When it comes to tracking those trips that do need to happen, where it typically falls off the rails is when there’s a long lag time between swiping a credit card and it getting reflected in the budget.
I’ve spent some cold, hard hours in the likes of Ramp, TravelPerk, Navan (the artist previously known as TripActions), Concur, and Brex over my career. And over the past three years, there’s been a quiet renaissance in the T&E lifecycle.
FP&A teams now have the ability to input a department’s budget, approve or deny trips, see travel charges on both virtual and physical credit cards, and link that spend back (in real time) to dollars remaining in the budget.
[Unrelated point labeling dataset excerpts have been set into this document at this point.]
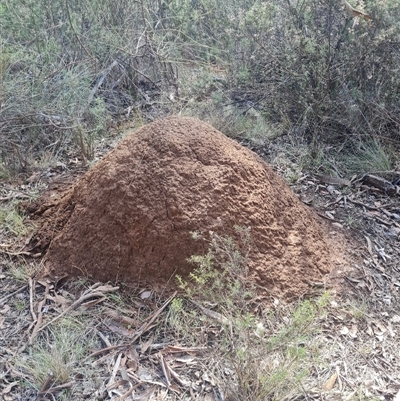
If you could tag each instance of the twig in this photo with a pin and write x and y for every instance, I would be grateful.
(4, 299)
(86, 295)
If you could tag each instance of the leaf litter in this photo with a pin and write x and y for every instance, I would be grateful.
(137, 356)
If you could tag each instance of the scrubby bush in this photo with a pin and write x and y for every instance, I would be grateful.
(309, 68)
(67, 67)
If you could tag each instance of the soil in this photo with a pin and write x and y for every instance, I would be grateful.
(130, 218)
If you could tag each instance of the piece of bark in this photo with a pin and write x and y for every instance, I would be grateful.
(380, 183)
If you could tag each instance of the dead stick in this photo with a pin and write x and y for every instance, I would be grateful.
(4, 299)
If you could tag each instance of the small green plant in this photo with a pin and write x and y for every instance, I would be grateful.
(19, 272)
(11, 220)
(56, 353)
(369, 157)
(267, 363)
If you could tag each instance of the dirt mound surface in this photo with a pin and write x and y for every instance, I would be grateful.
(130, 218)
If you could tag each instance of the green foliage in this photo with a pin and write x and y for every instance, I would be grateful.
(267, 364)
(11, 221)
(67, 68)
(368, 157)
(56, 353)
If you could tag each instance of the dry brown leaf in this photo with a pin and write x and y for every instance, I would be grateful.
(330, 383)
(8, 388)
(146, 345)
(353, 331)
(397, 396)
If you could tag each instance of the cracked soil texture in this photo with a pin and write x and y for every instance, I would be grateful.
(131, 216)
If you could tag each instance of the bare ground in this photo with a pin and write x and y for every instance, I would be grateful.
(135, 344)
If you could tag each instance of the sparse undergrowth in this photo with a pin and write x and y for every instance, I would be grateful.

This last part — the live budget reconciliation from Brex — is a huge “aha” moment for both FP&A leaders and budget owners alike. Giving functional owners the chance to play “god,” approving and denying specific trips, not only allows them to feel empowered but also creates a culture of accountability where they can check their budgets.
IV. Budget timing and expense submission
Three things you may not have realized about budget timing and expense submission:
1. Even though you booked your flight to LA for a March departure during the month of January, it doesn’t hit the P&L until you actually take that trip.
2. There’s a 90% chance the FP&A team only cares about your quarterly travel spend; the monthly amounts are less important. So if you want to burn through it all in one month, that’s fine. Just keep track.
3. Other than poor performance, travel violations are the #1 reason people get let go. If you are walking a thin line and you think your company is looking for an excuse to tell you to hit the road, don’t mess around with expenses.